El camillero enfila por el pasillo blanco, largo y frío, hasta que llega al quirófano. A la cuenta de tres los enfermeros lo pasan a la plancha y una luz cegadora lo arropa. Ve como pinchan la válvula del suero y un calorcillo recorre sus arterias. La enfermera coloca los “campos” blancos y almidonados, y mientras le llega un sueño profundo escucha las risotadas y los chistes misóginos que el cirujano le cuenta a la enfermera.
Sabe que su relación con “Fortuna” ya no es buena y esto le da fortaleza para seguir su plan. Retiró parte del ahorro familiar que amasaron durante quince años, escribió una nota de despedida —la tercera desde que se casaron— y se fue de casa, se encerró en un hotel y planeo con la cabeza fría los pasos que ya está dando.
Acudió a la notaría pública y registró a nombre de sus hijos los dos negocios, la casa, los locales comerciales, el automóvil y heredó en vida a las niñas, los cuadros originales que compró a tres pintores en ciernes “antes de que se hagan famosos”, y nombró a Fortunata albacea de sus pequeños. Hecho lo anterior quedó tranquilo, y se preparó mentalmente para lo suyo.

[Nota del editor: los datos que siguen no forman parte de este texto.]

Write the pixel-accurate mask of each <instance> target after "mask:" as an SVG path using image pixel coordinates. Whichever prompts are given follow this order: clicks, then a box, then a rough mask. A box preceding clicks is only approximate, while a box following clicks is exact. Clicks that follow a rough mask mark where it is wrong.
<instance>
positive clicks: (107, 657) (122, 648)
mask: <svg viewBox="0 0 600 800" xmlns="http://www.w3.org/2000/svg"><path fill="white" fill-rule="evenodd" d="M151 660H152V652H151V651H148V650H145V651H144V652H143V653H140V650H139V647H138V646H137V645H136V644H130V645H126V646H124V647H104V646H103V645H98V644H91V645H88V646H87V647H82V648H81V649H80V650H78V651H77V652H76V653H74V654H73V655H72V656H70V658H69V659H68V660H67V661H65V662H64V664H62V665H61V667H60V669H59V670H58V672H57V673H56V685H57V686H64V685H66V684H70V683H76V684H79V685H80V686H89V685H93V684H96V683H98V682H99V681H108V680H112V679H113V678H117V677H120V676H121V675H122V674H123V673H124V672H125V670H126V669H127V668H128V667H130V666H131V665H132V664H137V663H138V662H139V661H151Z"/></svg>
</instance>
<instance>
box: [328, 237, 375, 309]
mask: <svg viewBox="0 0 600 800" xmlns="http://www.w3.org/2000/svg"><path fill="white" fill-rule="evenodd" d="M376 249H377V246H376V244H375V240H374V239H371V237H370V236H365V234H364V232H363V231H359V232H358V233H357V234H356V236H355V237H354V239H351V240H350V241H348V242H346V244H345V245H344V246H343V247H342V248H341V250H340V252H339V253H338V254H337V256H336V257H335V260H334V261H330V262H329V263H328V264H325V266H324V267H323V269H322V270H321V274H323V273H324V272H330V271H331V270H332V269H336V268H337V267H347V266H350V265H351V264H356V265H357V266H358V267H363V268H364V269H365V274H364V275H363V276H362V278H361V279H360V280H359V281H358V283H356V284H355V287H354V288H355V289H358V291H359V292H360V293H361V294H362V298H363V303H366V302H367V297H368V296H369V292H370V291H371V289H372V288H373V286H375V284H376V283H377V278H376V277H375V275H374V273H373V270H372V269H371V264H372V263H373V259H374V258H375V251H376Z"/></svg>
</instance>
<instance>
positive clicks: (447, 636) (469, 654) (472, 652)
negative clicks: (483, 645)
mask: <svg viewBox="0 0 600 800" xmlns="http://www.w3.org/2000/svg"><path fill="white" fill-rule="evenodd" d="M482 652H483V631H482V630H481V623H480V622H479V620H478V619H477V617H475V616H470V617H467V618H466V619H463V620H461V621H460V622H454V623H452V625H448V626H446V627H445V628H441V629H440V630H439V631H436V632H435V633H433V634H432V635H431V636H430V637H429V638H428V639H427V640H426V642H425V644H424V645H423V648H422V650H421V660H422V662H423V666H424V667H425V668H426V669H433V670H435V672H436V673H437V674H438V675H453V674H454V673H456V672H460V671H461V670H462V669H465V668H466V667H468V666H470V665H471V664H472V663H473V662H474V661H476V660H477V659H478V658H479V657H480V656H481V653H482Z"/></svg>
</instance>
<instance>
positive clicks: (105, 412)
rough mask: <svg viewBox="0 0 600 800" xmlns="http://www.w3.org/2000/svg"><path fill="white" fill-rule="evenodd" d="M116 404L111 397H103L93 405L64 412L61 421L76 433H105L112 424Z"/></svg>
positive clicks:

En el quirófano escucha lejana una conversación. El médico revela que reiteradamente su esposa le fue infiel. Alejandro piensa que donde quiera se cuecen habas, o lo que es lo mismo, “También en San Juan hace aire”. <<Los martes y los jueves se veían en su rinconcito de amor, lo supe —cuenta el cirujano— porque contraté un detective privado>>. La voz se va apagando, se escucha entrecortada, y Alex debe ir adivinando la trama. <<Procedieron rápido mis abogados. Cambie la titularidad de todos mis bienes —presume— y me apalabre con el juez>>. Oye poco, la anestesia recorre plácidamente sus arterias. <<Le tendí una trampa —asegura el galeno— un jueves se vieron en el motel, los detectives los filmaron e inmediatamente los abogados trabajaron el asunto del divorcio. Cancelé sus tarjetas de crédito. Envié a una persona a cambiará las chapas de las puertas de mi casa, y yo, con el duplicado de las llaves, me llevé el automóvil que mi mujer acostumbraba dejar en el estacionamiento del supermercado, mientras se iba con su amante>>.
Las voces bajitas ya son lejanos cuchicheos, la luz blanca de la lámpara, a poco se vuelve mortecina y Alejandro piensa en la mezquindad del médico “Yo no podría hacer eso. Cómo olvidar los buenos momentos que pasé con “Fortuna”, porque hubo buenos momentos, pero para este médico no los hubo. Yo no dejaría sin dinero a mi mujer>>. En eso la luz se apagó y Alejandro se hundió en la negrura más profunda. Perdió la noción del tiempo, pero al abrir los ojos, se vio rodeada de batas blancas y charlas felices. La saludaron: —Felicidades Alejandra. Ya puedes hacer tu cambio de identidad. ¡Ahora, a disfrutar tu nuevo cuerpo!—.